IFFF-Erklärung anlässlich des internationalen Tages zur Bekämpfung von Armut am 17.10.2010

7. Oktober 2010

im Europäischen Jahr zur Bekämpfung von Armut und sozialer Ausgrenzung

Anlässlich des internationalen Tages für die Beseitigung von Armut am 17. Oktober 2010 im Europäischen Jahr zur Bekämpfung von Armut und Sozialer Ausgrenzung fordert die Internationale Frauenliga für Frieden und Freiheit (IFFF/ WILPF), dass die menschenrechtlichen Verpflichtungen der Staaten zur Armutsbekämpfung konsequent eingehalten werden.

Armut stellt ein weltweites und zunehmendes Problem dar. Die Finanz-, Energie- und Nahrungsmittelkrisen haben die Situation noch verschlechtert. Gleichwohl scheint der politische Wille zur umfassenden Bekämpfung von Armut und sozialer Ausgrenzung zu fehlen. Dieser Eindruck entsteht auch nach dem sog. Armutsgipfel der Vereinten Nationen in New York im September diesen Jahres. Dieser sollte überprüfen, ob Fortschritte bei den UN-Milleniumsentwicklungszielen erreicht wurden, wonach unter anderem der Anteil der Weltbevölkerung, der unter extremer Armut und Hunger leidet, bis 2015 halbiert werden soll.

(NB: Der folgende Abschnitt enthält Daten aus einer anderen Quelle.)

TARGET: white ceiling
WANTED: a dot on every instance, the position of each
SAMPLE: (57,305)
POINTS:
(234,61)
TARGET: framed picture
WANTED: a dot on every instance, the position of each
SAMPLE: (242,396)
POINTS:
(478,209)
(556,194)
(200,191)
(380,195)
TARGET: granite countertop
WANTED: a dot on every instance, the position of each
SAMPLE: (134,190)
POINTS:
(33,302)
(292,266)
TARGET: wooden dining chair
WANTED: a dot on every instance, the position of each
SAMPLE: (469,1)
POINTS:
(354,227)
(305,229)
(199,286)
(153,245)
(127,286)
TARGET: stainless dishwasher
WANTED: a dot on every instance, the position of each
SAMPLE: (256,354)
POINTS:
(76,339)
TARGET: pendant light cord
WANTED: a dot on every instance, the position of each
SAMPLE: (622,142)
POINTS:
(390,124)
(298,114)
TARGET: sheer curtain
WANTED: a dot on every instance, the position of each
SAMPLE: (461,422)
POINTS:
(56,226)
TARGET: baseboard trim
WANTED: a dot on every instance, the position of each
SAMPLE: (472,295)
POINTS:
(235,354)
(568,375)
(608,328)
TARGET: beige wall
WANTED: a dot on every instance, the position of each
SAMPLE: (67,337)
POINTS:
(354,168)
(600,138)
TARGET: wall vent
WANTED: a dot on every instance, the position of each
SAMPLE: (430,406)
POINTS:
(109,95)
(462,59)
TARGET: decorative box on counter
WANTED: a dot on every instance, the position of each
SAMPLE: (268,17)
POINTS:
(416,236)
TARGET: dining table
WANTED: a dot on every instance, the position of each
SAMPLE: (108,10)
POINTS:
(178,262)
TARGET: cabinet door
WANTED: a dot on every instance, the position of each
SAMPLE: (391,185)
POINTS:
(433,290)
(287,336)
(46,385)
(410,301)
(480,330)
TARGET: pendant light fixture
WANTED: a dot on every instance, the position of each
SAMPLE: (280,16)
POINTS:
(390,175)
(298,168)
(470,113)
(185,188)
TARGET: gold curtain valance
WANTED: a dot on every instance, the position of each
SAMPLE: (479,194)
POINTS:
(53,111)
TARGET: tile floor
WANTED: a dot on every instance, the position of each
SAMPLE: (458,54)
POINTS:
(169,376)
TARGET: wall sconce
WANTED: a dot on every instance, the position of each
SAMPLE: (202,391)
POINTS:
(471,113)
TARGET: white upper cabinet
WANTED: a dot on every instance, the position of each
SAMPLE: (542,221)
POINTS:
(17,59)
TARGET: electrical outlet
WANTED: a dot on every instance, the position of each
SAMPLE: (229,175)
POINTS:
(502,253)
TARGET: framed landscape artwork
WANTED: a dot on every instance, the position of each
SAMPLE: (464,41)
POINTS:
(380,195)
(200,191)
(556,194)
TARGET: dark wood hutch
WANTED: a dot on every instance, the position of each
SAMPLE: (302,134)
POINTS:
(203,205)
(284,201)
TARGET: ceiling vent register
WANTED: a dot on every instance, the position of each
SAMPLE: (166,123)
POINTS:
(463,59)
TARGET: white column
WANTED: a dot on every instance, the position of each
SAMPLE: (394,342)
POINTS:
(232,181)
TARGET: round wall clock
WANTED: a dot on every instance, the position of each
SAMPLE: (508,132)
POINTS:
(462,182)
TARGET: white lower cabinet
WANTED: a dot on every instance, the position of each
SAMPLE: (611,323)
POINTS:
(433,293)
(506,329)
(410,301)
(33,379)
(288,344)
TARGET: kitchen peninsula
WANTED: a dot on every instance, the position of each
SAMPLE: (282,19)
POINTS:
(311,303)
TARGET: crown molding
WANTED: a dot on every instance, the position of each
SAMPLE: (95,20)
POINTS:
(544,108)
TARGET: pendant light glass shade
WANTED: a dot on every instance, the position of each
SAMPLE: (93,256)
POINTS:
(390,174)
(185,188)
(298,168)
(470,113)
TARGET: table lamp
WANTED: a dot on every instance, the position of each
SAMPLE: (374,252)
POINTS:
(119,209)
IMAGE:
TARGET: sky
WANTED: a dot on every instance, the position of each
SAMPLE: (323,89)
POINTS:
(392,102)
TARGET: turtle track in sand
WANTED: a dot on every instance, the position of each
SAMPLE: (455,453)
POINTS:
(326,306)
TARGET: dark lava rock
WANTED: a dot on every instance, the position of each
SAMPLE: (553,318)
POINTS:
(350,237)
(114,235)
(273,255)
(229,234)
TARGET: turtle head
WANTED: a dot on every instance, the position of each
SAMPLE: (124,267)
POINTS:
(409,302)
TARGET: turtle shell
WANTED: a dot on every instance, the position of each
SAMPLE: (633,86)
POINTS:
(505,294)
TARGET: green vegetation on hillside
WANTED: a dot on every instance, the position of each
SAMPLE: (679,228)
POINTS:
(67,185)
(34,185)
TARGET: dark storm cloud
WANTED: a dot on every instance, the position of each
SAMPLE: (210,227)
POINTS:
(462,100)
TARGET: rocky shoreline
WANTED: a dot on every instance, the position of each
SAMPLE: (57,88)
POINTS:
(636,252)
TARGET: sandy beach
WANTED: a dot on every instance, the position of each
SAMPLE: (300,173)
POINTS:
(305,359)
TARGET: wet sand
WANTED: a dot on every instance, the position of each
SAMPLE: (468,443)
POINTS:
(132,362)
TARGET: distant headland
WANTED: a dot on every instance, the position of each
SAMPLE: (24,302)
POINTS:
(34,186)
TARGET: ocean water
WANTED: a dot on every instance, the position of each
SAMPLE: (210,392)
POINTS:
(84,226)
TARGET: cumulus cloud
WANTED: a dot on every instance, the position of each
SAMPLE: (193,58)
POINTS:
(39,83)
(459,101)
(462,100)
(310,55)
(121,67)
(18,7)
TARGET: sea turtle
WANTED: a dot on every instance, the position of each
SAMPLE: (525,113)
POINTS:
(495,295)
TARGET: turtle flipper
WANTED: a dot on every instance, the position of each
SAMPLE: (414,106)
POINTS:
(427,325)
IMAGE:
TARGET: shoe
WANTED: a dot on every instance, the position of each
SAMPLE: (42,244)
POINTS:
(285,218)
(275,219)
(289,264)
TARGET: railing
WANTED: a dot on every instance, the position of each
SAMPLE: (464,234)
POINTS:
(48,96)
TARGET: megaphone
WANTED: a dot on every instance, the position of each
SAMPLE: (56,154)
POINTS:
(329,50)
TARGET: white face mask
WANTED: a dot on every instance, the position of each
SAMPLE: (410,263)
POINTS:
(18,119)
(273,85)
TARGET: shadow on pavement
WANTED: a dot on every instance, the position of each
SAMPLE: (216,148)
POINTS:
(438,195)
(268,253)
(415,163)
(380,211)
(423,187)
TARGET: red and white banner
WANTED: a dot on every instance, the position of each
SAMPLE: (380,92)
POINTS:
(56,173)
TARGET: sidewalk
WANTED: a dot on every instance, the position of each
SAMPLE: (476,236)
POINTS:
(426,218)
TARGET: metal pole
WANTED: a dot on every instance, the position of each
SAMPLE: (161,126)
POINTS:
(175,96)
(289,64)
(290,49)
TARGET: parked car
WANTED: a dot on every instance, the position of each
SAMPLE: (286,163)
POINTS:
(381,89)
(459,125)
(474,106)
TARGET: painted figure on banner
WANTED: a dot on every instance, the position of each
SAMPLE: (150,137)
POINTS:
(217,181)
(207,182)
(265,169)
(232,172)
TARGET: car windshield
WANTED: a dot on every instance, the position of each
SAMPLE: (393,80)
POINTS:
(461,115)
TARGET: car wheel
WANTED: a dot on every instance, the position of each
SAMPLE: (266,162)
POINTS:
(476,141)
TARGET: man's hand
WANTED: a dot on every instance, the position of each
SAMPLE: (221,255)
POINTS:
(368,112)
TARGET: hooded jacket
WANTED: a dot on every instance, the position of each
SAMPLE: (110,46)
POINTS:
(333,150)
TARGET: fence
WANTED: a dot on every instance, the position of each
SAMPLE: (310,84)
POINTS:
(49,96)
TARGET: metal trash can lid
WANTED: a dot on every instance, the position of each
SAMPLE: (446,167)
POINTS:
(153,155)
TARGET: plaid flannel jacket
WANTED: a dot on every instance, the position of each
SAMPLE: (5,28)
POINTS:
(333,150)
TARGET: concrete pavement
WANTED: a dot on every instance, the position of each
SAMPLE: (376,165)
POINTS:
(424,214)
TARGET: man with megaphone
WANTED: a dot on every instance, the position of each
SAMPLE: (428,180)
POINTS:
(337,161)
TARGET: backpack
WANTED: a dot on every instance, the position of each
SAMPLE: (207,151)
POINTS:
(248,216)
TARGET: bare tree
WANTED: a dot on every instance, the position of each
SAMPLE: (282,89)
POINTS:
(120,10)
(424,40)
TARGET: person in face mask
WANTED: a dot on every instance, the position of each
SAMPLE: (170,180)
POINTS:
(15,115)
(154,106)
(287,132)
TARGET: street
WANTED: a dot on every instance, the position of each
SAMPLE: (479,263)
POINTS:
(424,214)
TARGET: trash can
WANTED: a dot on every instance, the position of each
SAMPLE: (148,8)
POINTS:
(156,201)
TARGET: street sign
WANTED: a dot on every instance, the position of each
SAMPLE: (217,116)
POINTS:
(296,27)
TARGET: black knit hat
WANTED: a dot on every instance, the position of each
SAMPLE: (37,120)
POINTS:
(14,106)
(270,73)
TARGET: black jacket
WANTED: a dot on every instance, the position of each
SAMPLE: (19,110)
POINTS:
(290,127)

Auch in Deutschland sind Millionen Menschen von Armut und damit verbundener sozialer Ausgrenzung betroffen. Armut bedeutet dabei nicht nur Einkommensarmut, sondern auch einen Mangel an Bildung und Teilhabechancen sowie fehlender Zugang zu Ressourcen und damit mangelnde Möglichkeiten auf ein selbstbestimmtes, würdevolles Leben. IFFF fordert die Gewährleistung der Menschenrechte der von Armut und sozialer Ausgrenzung Betroffenen auf ein Leben in Würde und auf umfassende Teilhabe an der Gesellschaft. Wir fordern daher einen Perspektivenwechsel: Weg von einem Fürsorge- und Defizitansatz hin zu einem Rechteansatz der Betroffenen. Das Grundrecht auf Gewährleistung eines menschenwürdigen Existenzminimums, das durch das sog. Hartz IV Urteil des Bundesverfassungsgerichts Anfang des Jahres bestätigt wurde, muss für alle Menschen garantiert werden. Die genannten Grundsätze müssen auch bei der aktuellen Entwicklung einer neuen gesetzlichen Grundlage zum Arbeitslosengeld II eingehalten werden.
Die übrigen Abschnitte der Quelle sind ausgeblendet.